Another SA soccer player dies in a car accident

South Africa has lost another young soccer player to a car accident; this time it was Mlondi Dlamini, who played for Maritzburg United.

The midfielder died on his way to Cato Ridge in KwaZulu-Natal in an accident that occurred Sunday.The general manager for Royal Eagles, James Dlamini said the accident happened at around 4am.

The 20-year-old had only recently been promoted to first team.

Happy Mashau, 24, a player from the National First Division’s Pietermaritzburg team Royal Eagles, was driving. Mashau, who transferred from Maritzburg United in August this year, survived the crash.

This is not the first time a Maritzburg United player has died in a car crash. In January last Mondli Cele was killed hours after scoring the opening goal in a 3-3 draw against Orlando Pirates in Pietermaritzburg. An eyewitness claimed Cele was speeding when he lost control of his car.

In July, KAS Eupen player, Ntuthuko Radebe died when the car he was in was involved in an accident in Newcastle.

In 2015, Free State Stars striker Richard Henyekane, 31, died in a car accident after he collided with a truck. The player was apparently battling alcohol dependence.

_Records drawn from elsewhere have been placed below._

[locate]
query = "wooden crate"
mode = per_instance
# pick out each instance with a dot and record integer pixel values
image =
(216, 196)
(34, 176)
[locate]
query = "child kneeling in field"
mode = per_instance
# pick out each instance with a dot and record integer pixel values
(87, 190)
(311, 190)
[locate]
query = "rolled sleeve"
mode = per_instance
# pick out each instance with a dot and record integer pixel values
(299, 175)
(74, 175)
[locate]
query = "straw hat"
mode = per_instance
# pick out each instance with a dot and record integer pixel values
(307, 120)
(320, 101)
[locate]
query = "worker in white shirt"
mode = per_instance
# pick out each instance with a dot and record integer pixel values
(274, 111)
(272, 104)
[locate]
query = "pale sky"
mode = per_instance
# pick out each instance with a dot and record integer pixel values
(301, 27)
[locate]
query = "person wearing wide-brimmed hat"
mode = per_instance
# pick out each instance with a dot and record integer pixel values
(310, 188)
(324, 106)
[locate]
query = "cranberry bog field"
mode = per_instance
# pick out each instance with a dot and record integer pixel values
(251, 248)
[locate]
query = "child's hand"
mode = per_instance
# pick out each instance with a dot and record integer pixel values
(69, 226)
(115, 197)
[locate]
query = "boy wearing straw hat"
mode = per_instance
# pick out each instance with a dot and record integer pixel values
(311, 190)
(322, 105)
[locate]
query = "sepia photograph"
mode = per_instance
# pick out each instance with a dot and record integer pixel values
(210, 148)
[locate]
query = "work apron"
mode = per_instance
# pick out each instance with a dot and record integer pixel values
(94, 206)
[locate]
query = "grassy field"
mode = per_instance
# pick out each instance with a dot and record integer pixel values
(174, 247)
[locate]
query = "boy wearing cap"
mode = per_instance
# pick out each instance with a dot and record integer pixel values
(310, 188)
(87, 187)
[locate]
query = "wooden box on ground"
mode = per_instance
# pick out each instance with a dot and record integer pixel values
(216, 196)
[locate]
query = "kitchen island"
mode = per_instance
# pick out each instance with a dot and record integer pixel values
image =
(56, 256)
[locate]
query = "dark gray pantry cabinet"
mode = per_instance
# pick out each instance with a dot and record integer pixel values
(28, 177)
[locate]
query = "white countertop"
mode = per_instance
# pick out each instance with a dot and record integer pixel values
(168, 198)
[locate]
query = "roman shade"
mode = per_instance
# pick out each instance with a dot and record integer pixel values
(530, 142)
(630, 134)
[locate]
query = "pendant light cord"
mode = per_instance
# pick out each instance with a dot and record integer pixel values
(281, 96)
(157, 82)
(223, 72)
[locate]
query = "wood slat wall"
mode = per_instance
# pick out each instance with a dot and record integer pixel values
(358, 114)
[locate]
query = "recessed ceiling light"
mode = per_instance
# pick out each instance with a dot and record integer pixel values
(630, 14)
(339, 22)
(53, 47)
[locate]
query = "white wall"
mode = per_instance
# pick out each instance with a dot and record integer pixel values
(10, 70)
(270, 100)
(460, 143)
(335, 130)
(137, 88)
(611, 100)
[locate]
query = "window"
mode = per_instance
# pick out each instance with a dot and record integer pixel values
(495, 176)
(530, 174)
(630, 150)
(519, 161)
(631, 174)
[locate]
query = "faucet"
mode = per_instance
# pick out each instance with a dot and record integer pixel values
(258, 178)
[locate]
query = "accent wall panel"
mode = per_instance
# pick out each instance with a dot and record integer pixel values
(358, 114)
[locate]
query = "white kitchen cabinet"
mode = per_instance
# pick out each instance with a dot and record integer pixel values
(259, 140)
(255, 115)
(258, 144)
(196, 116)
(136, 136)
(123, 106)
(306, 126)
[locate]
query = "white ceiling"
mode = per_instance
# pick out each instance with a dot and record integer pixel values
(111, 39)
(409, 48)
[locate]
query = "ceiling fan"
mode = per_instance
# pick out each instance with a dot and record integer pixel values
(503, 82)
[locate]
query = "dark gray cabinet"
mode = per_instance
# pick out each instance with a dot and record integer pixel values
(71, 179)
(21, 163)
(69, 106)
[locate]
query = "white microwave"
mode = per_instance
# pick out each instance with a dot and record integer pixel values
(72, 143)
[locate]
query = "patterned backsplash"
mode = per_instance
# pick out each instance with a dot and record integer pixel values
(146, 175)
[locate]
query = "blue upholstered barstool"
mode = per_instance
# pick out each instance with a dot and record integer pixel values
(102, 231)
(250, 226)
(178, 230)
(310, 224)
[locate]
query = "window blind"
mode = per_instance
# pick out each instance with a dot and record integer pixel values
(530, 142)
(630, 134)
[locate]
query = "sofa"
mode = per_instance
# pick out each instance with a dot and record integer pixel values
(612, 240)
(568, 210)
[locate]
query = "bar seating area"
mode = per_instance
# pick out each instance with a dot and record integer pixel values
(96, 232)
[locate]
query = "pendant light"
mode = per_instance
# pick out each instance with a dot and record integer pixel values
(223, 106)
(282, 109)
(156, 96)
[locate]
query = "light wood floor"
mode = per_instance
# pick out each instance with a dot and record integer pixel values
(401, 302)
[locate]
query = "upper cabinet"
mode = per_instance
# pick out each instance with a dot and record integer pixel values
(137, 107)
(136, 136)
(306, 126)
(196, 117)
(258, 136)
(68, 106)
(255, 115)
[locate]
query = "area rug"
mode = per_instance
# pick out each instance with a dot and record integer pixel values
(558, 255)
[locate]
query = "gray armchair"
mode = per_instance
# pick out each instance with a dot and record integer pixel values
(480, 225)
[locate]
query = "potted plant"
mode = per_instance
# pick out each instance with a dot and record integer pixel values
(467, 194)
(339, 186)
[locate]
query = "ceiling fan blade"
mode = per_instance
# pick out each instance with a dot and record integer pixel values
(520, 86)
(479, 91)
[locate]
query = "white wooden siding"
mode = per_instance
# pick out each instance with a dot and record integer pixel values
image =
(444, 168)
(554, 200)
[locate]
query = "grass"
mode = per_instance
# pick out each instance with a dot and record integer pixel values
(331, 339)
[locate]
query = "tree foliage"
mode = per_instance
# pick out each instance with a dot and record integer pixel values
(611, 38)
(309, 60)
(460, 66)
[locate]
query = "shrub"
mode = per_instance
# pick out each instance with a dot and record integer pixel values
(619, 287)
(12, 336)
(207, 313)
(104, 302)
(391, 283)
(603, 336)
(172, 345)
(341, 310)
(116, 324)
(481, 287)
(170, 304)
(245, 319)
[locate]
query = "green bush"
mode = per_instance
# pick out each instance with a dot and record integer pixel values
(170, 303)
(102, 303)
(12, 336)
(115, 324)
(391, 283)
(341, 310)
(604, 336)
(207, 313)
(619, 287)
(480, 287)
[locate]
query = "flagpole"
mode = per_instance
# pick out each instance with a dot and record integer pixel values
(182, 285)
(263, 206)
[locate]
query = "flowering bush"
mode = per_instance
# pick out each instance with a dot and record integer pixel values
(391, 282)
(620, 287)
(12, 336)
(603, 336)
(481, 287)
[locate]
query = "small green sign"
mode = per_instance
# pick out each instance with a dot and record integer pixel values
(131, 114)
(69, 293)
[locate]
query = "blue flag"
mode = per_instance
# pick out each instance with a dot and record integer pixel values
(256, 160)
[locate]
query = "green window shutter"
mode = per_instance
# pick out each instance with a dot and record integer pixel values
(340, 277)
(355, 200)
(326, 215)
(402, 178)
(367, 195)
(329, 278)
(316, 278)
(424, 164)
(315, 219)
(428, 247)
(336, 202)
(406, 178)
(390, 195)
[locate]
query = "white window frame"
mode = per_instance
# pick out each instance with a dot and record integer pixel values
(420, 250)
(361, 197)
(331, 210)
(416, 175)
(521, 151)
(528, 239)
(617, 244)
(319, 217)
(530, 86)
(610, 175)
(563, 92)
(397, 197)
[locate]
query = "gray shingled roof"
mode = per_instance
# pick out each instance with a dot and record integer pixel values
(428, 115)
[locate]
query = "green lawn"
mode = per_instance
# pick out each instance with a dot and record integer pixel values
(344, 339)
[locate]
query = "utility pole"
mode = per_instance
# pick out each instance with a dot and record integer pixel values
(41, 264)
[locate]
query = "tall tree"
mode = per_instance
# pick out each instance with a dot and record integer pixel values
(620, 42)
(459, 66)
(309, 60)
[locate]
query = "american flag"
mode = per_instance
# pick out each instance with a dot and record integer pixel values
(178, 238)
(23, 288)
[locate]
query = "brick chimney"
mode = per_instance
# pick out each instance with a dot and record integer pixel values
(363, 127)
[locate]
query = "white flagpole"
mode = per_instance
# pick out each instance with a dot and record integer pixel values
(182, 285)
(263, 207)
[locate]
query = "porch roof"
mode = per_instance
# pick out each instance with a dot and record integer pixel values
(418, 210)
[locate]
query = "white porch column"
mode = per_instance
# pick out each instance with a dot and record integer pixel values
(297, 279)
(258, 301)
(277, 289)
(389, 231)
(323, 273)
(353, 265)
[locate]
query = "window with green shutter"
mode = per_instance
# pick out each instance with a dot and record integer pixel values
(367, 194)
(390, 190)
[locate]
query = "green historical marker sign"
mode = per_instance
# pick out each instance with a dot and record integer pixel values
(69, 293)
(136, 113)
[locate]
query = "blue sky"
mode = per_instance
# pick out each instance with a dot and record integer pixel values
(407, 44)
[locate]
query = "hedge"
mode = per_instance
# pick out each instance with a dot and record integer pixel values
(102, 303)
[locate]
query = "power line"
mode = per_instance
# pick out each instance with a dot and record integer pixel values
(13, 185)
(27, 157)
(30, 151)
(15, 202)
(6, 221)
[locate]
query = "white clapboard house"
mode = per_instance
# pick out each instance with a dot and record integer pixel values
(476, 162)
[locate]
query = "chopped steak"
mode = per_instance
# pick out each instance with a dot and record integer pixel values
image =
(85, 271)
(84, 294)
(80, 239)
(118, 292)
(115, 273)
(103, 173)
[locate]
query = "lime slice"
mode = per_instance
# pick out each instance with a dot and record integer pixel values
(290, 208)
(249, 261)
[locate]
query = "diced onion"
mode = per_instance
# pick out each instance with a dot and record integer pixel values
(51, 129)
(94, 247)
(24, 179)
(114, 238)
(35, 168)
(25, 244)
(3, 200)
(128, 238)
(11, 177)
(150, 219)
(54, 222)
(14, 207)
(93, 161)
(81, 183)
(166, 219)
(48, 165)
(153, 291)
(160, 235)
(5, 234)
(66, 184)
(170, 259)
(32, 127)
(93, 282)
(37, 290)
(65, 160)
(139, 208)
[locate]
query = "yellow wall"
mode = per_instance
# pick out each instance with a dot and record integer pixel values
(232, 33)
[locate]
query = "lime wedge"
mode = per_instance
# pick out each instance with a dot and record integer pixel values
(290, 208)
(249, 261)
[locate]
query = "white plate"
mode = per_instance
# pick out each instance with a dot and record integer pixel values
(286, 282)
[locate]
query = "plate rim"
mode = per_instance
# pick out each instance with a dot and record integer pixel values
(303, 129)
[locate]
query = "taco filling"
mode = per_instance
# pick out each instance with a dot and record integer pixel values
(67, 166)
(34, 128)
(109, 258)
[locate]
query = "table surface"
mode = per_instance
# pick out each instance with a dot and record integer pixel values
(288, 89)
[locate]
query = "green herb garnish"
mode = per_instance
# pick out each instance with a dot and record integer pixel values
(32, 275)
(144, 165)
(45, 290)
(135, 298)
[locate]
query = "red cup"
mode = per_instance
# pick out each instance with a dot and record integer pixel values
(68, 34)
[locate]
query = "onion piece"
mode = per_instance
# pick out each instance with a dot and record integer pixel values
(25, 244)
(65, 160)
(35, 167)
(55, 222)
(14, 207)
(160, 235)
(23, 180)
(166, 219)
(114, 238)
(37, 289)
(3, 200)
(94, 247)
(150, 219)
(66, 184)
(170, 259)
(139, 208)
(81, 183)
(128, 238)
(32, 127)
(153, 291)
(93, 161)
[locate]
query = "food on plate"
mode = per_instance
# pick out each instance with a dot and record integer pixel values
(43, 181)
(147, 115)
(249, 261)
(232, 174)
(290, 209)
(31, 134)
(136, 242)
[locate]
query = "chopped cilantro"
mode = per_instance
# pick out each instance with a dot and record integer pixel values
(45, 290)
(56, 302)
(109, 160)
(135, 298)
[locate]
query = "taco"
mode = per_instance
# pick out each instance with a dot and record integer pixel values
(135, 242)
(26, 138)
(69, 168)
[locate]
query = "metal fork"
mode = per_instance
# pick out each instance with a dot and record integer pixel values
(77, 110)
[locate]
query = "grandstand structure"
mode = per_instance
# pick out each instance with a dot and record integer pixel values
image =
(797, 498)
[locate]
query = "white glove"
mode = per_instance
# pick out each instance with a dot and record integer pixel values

There have been several other similar incidents. Some lay the blame for such incidents with the PSL’s party culture.

In 2015, Lucas Radebe spoke to Move magazine and appealed to players to stay away from partying and late night driving. Radebe said sleeping was very important for soccer players due to the intensity of their training. “And when you add to that fatigue by partying and driving at night, you are inviting problems,” he said.

The issue also came up in September after Bafana Bafana’s defeat against Cape Verde in Durban. Coach Stuart Baxter said there would be “a complete new code of conduct”. He said he would also do a presentation named ‘The 24-hour professional’ to remind team members that they were 24-hour professionals.

If the PSL is to put an end to late night road accidents involving players, it may need to follow suit by adopting such codes of conduct.